Reactor and Proactor Pattern

Table of Contents

1 Reactor和Proactor模式简介

Reactor模式和Proactor模式在网络编程中经常会用到它们,是服务器端开发的常用设计模式,能提供高性能的I/O并发。

Reactor模式的底层往往使用select/poll/epoll等I/O复用方式来实现;Proactor模式的底层使用异步I/O(如Windows中的完成端口或UNIX中aio_*()系列函数)来实现。

参考:
Proactor - An Object Behavioral Pattern for Demultiplexing and Dispatching Handlers for Asynchronous Events (解释Reactor和Proactor模式最好的文章)
Pattern-Oriented Software Architecture Volume 2, Patterns for Concurrent and Networked Objectt, 3.1 Reactor
Pattern-Oriented Software Architecture Volume 2, Patterns for Concurrent and Networked Objects, 3.2 Proactor

2 Reactor(反应器,又叫Dispatcher或Notifier)

The Reactor architectural pattern allows event-driven applications to demultiplex and dispatch service requests that are delivered to an application from one or more clients.
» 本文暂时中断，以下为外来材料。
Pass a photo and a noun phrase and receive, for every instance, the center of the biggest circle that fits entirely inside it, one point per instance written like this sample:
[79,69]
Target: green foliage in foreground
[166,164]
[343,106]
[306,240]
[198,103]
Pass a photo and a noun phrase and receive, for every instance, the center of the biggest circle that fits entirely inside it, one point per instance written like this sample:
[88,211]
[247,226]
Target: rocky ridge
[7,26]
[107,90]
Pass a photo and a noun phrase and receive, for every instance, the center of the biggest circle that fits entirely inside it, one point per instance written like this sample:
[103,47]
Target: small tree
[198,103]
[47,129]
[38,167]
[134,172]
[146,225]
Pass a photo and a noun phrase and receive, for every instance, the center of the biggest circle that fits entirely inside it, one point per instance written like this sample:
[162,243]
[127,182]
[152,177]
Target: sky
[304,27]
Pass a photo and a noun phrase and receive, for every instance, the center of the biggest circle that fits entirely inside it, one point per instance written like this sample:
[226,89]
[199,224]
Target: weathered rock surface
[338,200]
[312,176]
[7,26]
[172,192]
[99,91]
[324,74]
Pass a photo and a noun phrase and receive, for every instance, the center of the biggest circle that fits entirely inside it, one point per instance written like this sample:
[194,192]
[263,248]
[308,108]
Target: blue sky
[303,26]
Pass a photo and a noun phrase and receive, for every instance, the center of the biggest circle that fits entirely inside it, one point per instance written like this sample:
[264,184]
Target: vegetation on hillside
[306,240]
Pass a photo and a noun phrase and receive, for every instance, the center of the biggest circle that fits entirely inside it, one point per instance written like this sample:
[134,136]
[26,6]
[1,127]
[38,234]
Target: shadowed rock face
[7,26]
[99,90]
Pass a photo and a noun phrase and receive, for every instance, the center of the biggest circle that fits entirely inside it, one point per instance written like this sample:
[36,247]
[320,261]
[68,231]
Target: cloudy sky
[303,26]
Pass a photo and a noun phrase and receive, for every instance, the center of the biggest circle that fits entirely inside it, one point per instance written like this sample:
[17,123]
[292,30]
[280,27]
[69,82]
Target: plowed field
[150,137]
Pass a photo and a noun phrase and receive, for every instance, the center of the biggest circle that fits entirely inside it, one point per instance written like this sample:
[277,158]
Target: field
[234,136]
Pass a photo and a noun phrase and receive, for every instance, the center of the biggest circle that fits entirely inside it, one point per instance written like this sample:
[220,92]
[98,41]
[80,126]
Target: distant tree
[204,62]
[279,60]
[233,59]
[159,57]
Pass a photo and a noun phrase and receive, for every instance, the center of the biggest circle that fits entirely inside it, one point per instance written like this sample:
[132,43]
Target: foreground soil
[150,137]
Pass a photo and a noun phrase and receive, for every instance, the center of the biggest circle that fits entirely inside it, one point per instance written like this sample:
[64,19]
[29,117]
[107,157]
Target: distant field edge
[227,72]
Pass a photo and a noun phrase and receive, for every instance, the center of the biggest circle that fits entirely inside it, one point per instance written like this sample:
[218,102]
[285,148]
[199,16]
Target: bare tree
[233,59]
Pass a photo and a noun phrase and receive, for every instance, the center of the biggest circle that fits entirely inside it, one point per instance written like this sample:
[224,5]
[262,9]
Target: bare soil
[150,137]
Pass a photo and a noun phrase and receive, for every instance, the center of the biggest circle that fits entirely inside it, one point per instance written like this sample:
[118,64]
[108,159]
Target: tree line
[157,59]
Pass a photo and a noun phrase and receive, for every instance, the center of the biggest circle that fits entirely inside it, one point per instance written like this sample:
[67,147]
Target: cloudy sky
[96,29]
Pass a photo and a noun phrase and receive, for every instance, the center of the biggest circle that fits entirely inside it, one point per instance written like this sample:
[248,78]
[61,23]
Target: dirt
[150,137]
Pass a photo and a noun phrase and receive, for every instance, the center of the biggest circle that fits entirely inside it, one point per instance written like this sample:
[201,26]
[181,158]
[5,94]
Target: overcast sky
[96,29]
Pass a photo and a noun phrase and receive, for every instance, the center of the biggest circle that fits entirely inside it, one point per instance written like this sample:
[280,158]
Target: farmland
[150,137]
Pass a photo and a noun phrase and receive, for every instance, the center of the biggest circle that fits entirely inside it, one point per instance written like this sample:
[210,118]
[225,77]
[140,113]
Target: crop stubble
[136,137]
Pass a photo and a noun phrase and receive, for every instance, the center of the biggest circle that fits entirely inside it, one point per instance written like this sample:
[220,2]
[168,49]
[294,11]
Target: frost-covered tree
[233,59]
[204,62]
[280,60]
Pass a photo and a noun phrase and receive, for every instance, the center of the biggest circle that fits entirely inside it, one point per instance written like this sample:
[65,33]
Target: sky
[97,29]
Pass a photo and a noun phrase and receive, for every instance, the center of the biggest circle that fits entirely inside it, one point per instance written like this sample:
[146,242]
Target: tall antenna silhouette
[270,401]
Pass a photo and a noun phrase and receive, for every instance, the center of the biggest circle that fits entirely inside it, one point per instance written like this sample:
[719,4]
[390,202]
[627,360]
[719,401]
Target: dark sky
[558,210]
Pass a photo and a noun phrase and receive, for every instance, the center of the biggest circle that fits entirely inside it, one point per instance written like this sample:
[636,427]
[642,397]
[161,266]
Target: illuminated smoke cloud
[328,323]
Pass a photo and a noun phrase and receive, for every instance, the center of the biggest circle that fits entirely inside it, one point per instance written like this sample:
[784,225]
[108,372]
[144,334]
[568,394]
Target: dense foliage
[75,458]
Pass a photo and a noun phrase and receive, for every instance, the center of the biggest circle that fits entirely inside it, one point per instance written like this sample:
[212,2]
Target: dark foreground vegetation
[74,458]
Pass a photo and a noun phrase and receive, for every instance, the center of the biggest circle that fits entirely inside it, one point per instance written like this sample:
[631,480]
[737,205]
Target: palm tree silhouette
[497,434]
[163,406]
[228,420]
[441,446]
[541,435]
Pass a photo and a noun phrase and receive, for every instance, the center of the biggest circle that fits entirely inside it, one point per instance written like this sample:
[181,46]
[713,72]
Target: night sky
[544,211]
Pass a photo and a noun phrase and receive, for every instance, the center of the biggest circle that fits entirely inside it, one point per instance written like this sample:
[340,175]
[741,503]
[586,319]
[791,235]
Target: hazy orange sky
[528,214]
Reactor中文译为“反应器”多少会令人困惑,它还有两个别名:Dispatcher(分配器)、Notifier(通知器),这两个别名可能更易理解。

Reactor模式到底是怎么回事呢?

Reactor模式究竟是个什么东西呢?这要从事件驱动的开发方式说起。我们知道,对于应用服务器,一个主要规律就是,CPU的处理速度是要远远快于I/O速度的,如果CPU为了I/O操作(例如从Socket读取一段数据)而阻塞显然是不划算的。好一点的方法是分为多进程或者线程去进行处理,但是这样会带来一些进程切换的开销,试想一个进程一个数据读了500ms,期间进程切换到它3次,但是CPU却什么都不能干,就这么切换走了,是不是也不划算?

这时先驱们找到了事件驱动,或者叫回调的方式,来完成这件事情。这种方式就是,应用业务向一个中间人注册一个回调(event handler),当I/O就绪后,就这个中间人产生一个事件,并通知此handler进行处理。

好了,我们现在来看Reactor模式。在前面事件驱动的例子里有个问题:我们如何知道I/O就绪这个事件,谁来充当这个中间人?Reactor模式的答案是:由一个不断等待和循环的单独进程(线程)来做这件事,它接受所有handler的注册,并负责向操作系统查询I/O是否就绪,在就绪后就调用指定handler进行处理,这个角色的名字就叫做Reactor。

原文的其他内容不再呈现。